Just when it looked as if the market was going to do what was widely expected of it in October, keep climbing, the market decided to remind everyone that it can go down from time to time.
Thus far, the high flying technology stocks have been hit the hardest with NASDAQ (NYSEARCA:QQQ) dropping nearly 400 points over the last seven trading sessions. NASDAQ (chart above) has dropped through projected monthly support (green dashed line) and its 50-day moving average (solid magenta line). NASDAQ’s 200-day moving average (solid red line) is nearly 250 lower just below 7500. NASDAQ has not traded below its 200-day moving average since July 2016. Stochastic and relative strength indicators applied to NASDAQ are near oversold, but MACD has yet to sink to an extreme level.
S&P 500(NYSEARCA:SPY) and DJIA (NYSEARCA:DIA)have also retreated. S&P 500 is currently trading right around its projected monthly support level (green dashed line) and its 50-day moving average (solid magenta line). S&P 500’s pullback has been milder than NASDAQ and its Stochastic, relative strength and MACD indicators are not as deeply negative. If it can hold current levels then higher would be the most likely direction. If current support fails and S&P 500 continues to head lower, its 200-day moving average at 2765 could be in play.

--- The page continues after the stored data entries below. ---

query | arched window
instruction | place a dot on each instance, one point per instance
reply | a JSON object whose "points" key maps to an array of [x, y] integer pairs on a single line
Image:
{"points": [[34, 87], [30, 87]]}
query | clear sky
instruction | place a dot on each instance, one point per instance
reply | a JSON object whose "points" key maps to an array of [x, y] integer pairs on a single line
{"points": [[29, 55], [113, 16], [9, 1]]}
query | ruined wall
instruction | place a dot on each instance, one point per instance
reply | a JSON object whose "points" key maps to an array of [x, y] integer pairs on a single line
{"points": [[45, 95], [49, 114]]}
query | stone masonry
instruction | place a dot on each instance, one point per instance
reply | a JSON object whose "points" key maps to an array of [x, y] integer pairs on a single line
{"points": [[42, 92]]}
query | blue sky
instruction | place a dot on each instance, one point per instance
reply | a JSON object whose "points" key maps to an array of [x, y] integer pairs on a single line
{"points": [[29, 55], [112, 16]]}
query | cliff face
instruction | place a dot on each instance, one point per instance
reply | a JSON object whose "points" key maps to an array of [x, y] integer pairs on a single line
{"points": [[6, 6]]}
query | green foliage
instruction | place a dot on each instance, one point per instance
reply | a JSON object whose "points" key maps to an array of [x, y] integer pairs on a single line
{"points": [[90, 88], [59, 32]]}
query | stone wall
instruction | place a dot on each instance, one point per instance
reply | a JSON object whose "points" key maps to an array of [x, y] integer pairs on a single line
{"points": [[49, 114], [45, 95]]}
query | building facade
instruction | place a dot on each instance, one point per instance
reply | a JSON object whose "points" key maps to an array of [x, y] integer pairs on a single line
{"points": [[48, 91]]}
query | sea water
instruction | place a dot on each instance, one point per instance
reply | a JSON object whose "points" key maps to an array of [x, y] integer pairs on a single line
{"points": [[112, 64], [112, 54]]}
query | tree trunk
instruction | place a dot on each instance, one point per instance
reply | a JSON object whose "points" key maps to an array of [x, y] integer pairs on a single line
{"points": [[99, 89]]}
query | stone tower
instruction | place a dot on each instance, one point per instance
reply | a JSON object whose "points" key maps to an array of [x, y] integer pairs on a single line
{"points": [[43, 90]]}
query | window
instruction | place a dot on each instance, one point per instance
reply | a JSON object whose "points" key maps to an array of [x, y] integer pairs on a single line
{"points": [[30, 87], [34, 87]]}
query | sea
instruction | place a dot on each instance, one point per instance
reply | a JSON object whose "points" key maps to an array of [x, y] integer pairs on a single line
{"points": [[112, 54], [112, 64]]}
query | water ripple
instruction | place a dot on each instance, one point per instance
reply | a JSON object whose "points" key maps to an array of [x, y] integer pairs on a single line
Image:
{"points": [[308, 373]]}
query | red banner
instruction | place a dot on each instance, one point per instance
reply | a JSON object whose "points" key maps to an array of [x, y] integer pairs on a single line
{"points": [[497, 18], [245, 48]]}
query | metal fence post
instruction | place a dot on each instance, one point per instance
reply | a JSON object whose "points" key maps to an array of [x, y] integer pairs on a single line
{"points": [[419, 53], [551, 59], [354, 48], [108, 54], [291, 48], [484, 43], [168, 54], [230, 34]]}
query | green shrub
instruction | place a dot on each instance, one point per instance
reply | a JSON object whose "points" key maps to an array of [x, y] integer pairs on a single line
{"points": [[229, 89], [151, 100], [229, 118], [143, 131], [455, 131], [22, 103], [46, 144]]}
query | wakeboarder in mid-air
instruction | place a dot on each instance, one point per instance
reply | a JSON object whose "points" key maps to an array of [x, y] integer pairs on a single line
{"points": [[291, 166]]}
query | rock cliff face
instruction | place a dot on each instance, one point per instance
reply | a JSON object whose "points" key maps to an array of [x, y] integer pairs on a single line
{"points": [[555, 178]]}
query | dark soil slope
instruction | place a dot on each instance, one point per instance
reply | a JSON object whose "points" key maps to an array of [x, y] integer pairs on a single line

Thus far DJIA has held up the best. It most recently traded at a new all-time and has sold off the least. Its technical indicators are confirming recent weakness, but are not signaling oversold. DJIA is also modestly above its projected monthly support level (green dashed line) and its 50-day moving average (solid magenta line). Provided economic data remains firm, the Fed doesn’t get overly hawkish and bonds yields don’t move much higher any quicker, the current pullback will likely end up being a buying opportunity ahead of the historically “Best Months” for the market, November through April and the Sweet Spot of the four-year-presidential cycle.